Pourquoi les synthétiques ont gagné
La réponse courte : la chimie a trouvé comment les imiter, et ça s'est avéré être mieux à presque tous les égards sauf un.
Leopold Ruzicka a synthétisé la civetone en 1927, travail qui lui a valu le Prix Nobel de chimie en 1939. L'ambroxan, dérivé de la sclaréol extraite de la sauge sclarée, reproduit la chaleur rayonnante de l'ambre gris vieilli. Il entre aujourd'hui dans environ 30% des fragrances masculines. Galaxolide, Habanolide, Muscone couvrent le territoire des muscs animaux historiques.
Ces alternatives sont cohérentes d'un lot à l'autre (la civette naturelle varie selon l'animal, la saison, le stockage), accessibles (les synthétiques coûtent une fraction), et n'impliquent pas de souffrance animale. La logique économique et éthique plaidait clairement dans le même sens.
Ce qui reste est difficile à mesurer précisément mais que les parfumeurs qui ont travaillé les deux décrivent avec une constance troublante : les matières naturelles ont une chaleur biologique, une complexité micro-moléculaire, que les synthétiques reproduisent en profil global mais pas en texture. La civetone synthétique sent la civette. Elle ne fait pas ce que la civette faisait dans une composition complexe, exactement de la même façon.
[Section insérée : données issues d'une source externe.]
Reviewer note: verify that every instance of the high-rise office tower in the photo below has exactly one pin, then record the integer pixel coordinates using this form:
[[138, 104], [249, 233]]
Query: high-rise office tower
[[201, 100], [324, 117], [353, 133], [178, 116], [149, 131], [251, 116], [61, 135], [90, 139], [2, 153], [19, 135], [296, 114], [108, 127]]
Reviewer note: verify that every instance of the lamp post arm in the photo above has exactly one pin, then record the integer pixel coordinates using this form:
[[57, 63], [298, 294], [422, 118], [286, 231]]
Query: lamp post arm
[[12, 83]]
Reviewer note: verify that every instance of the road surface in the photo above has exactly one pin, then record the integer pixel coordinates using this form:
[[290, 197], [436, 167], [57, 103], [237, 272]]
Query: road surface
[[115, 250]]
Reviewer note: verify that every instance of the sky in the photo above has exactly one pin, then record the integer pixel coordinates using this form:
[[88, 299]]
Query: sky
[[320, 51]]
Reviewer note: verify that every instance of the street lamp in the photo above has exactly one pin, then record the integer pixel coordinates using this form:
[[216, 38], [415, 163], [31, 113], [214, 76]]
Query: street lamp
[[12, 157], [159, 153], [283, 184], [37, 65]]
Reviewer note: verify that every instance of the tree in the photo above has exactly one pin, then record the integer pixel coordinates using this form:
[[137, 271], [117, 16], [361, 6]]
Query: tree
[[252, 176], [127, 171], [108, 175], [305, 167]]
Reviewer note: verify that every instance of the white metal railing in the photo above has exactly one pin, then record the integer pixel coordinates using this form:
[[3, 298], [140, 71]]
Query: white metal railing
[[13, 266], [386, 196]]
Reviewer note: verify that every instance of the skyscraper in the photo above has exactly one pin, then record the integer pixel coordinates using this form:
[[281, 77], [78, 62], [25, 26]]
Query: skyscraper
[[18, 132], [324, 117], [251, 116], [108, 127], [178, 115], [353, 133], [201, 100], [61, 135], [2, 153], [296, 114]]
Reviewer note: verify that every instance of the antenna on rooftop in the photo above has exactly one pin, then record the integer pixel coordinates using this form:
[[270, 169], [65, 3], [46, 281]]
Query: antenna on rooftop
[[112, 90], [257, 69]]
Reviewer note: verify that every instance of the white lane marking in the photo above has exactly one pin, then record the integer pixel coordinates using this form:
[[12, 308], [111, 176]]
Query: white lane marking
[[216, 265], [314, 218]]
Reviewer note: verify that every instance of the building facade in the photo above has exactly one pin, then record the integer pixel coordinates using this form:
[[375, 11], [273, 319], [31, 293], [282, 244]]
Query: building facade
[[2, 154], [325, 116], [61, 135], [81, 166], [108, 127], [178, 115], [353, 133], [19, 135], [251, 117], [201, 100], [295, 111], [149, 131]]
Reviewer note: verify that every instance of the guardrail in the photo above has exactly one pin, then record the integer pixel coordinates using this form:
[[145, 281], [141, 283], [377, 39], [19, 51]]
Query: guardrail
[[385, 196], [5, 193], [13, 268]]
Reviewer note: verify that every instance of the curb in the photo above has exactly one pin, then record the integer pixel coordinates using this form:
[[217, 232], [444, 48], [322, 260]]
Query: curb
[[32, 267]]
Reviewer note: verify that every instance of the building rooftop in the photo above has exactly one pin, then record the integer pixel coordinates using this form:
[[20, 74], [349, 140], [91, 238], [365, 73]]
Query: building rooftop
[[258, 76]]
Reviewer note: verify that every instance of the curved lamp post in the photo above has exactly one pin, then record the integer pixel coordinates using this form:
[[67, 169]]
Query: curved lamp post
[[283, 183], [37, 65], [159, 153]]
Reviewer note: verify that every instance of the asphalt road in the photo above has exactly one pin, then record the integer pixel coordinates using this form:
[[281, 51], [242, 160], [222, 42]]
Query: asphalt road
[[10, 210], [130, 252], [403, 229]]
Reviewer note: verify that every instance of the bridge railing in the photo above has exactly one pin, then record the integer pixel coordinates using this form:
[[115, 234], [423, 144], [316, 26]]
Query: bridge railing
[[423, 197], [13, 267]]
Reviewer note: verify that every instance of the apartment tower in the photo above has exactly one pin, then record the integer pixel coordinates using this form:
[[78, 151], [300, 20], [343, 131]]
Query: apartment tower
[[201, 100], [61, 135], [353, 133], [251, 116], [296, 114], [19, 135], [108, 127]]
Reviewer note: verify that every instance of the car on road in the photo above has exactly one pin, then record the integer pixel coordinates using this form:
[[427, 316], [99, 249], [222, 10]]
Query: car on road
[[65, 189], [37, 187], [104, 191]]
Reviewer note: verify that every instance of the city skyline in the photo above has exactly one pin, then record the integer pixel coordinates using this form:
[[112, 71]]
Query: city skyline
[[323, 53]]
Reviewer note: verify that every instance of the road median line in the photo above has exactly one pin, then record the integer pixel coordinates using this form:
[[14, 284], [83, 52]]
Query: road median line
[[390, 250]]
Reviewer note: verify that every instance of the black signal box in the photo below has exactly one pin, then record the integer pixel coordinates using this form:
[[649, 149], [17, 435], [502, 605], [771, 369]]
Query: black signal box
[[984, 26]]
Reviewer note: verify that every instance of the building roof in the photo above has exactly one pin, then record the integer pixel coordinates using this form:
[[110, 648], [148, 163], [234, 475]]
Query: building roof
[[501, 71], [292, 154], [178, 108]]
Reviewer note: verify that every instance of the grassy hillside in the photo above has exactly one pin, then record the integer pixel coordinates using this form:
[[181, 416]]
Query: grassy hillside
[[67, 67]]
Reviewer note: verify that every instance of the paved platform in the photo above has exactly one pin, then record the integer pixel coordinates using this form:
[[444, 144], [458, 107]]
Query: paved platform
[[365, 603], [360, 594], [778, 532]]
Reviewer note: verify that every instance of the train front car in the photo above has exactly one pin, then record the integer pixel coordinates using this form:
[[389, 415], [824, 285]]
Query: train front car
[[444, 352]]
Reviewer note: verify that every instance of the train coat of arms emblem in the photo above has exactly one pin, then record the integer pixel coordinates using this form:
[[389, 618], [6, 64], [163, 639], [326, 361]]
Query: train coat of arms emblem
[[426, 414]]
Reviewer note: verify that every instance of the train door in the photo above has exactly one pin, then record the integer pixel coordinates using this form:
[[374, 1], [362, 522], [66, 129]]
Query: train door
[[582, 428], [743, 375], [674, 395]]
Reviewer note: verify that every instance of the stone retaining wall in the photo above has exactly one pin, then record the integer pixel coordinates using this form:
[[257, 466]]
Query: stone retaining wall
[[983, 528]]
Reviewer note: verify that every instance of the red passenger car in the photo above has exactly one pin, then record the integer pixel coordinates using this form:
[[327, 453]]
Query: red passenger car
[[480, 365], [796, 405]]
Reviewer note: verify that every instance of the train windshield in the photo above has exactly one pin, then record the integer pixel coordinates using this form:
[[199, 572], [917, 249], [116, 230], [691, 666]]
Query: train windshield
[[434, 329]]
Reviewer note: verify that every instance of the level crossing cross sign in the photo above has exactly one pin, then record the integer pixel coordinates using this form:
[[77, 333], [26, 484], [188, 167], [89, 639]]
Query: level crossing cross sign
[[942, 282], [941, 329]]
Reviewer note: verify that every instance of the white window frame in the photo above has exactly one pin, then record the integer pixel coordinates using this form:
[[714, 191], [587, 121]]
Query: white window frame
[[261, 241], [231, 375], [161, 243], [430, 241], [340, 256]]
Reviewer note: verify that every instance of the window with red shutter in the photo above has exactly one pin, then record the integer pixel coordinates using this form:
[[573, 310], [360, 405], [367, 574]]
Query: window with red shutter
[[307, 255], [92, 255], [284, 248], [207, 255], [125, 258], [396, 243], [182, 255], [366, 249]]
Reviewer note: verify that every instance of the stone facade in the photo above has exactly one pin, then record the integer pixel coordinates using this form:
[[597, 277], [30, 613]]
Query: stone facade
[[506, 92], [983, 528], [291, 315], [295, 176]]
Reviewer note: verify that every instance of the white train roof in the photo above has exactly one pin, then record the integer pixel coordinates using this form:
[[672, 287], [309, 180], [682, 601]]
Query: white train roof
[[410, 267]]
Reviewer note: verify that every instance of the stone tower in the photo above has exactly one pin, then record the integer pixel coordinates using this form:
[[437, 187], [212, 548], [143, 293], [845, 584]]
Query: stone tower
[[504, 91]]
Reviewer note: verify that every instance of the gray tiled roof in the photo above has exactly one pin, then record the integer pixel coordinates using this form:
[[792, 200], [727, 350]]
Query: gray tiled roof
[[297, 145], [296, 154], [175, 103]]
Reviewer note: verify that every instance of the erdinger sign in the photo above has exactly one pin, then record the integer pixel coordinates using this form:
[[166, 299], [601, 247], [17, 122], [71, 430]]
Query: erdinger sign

Ce qu'on a gardé, ce qu'on a perdu
Aujourd'hui, 99% des notes "animales" ou "musquées" dans les parfums sont synthétiques. C'est probablement la bonne décision. La production de civette impliquait des conditions que personne ne soutiendrait aujourd'hui avec connaissance de cause.
Mais il reste une petite catégorie de parfumeurs artisanaux qui travaillent avec de l'ambre gris ramassé sur les plages (légal en Europe et au Royaume-Uni si trouvé naturellement, interdit aux États-Unis et en Australie). Ces flacons existent. Ils coûtent cher. Ceux qui les ont testés disent que la différence est réelle.
Les grands parfums des années 50 et 60 qu'on retrouve en flacons anciens sentent différemment des reformulations modernes, en partie pour cette raison. Ce n'est pas de la nostalgie — c'est une question de chimie. Ces formules contenaient des matières que les nouvelles versions ne peuvent pas légalement ou économiquement inclure.
Ce qu'on a perdu est difficile à quantifier. Ce qu'on a gagné est plus évident. La parfumerie moderne a fait ses choix. Ils étaient raisonnables. Mais "raisonnable" ne veut pas dire "identique".